Erland terkekeh. Dia menarik tangan Briel.
"Kamu pikir, aku bodoh, ha? Aku mengeluarkan banyak uangku hanya untuk membayar dirimu! Jangan sangkal hal itu! Jangan seolah-olah dirimu tak berdosa, di sini!" tegas Erland.
Briel semakin terisak. Apes sekali nasibnya. Erland benar-benar menyudutkannya. Briel bahkan tak merasa menerima uang sepeserpun dari Erland.
Plak!
Briel melayangkan tamparan ke wajah Erland, membuat Erland menggeram. Erland akan mendekati Briel tetapi dia mengurungkan niatnya ketika mendengar teriakan Handoko.
"Sudah cukup! Nikahi gadis ini, Erland!" tegas Handoko.
"Apa?" Erland terperangah. Apa dia tak salah dengar? Menikahi gadis kasar itu? Entah apa yang merasuki Handoko.
"Tidak akan pernah!" tegas Erland dan melangkahkan kakinya menjauhi ketiga orang itu.
"Jika kamu tak mau bertanggung jawab, Papa akan mencoret namamu dari daftar keluarga, dan jangan harap kamu akan mendapatkan sepeserpun harta warisan Papa!" teriak Handoko.

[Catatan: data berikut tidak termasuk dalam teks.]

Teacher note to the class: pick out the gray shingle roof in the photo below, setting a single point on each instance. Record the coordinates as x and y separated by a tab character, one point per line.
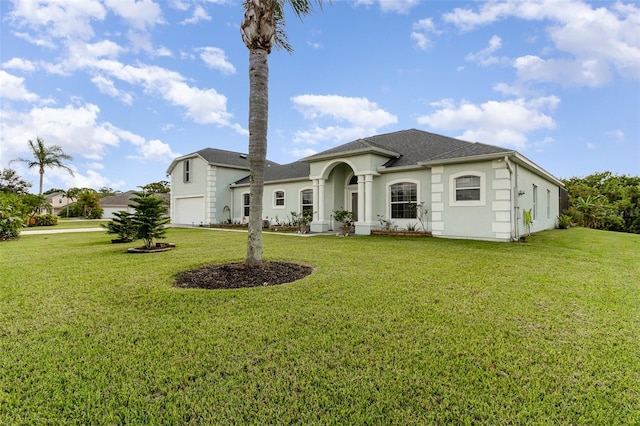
404	148
410	147
227	158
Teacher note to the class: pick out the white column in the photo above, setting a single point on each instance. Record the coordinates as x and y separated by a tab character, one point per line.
315	197
320	205
368	190
361	198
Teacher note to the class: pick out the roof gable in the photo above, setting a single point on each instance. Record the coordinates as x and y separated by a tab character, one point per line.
411	147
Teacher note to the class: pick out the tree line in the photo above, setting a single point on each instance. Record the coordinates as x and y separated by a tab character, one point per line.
604	201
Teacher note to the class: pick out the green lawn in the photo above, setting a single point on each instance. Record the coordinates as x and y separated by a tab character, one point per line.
386	331
74	223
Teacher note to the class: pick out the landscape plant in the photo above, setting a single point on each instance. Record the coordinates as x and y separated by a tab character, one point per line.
541	332
121	225
345	217
150	217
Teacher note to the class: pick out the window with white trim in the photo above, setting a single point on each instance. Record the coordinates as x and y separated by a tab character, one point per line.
402	195
186	176
468	188
245	204
306	200
278	198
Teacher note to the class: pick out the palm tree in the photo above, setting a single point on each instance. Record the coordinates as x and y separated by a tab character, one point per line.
263	28
45	156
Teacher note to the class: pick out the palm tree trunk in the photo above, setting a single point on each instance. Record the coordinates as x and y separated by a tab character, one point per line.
258	121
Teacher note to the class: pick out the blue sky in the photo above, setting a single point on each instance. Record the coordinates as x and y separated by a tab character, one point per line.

Erland menghentikan langkahnya. Ancaman yang terlalu menakutkan bagi Erland dan dia tak ingin itu semua sampai terjadi.
"Mulai detik ini, jangan pernah kembali ke rumah! Bahkan lepaskan semua pakaianmu sekarang juga!" tegas Handoko.
Erland terperangah. Lantas dia berbalik dan menghampiri Handoko.
"Apa maksud Papa? Apa Papa ingin mempermalukanku?" tanya Erland syok sekaligus tak percaya papanya meminta dia membuka pakaiannya di hadapan umum.
"Kenapa? Semua pakaianmu dibeli menggunakan uang Papa! Jangan lupakan itu! Dan mulai hari ini, kamu takan mendapatkan fasilitas apapun, begitupun uang dari Papa!" tegas Handoko.
"Astaga!" Erland mengusap wajahnya. Apa dia benar-benar harus menjadi gelandangan sekarang? Jelas sekali Handoko terlihat tak main-main dengan ancamannya.
Erland melihat Briel yang masih saja menangis. Dia benar-benar muak melihat wajah Briel yang sok sedih. Entah mengapa, Erland merasa yakin bahwa Briel tengah memanfaatkan situasi saat ini.
"Pergi dari sini!" bentak Handoko.
"Ya, aku akan menikahinya!" pekik Erland.
Briel yang masih saja menangis, dia lantas mengusap air matanya. Apa dia harus senang karena Erland mau bertanggung jawab? Tapi, mengapa dia merasa tak rela harus menikah dengan pria kurang ajar seperti Erland? Namun, di sisi lain Briel pun merasa tak memiliki pilihan lain. Dia benar-benar dibuat pusing gara-gara Erland.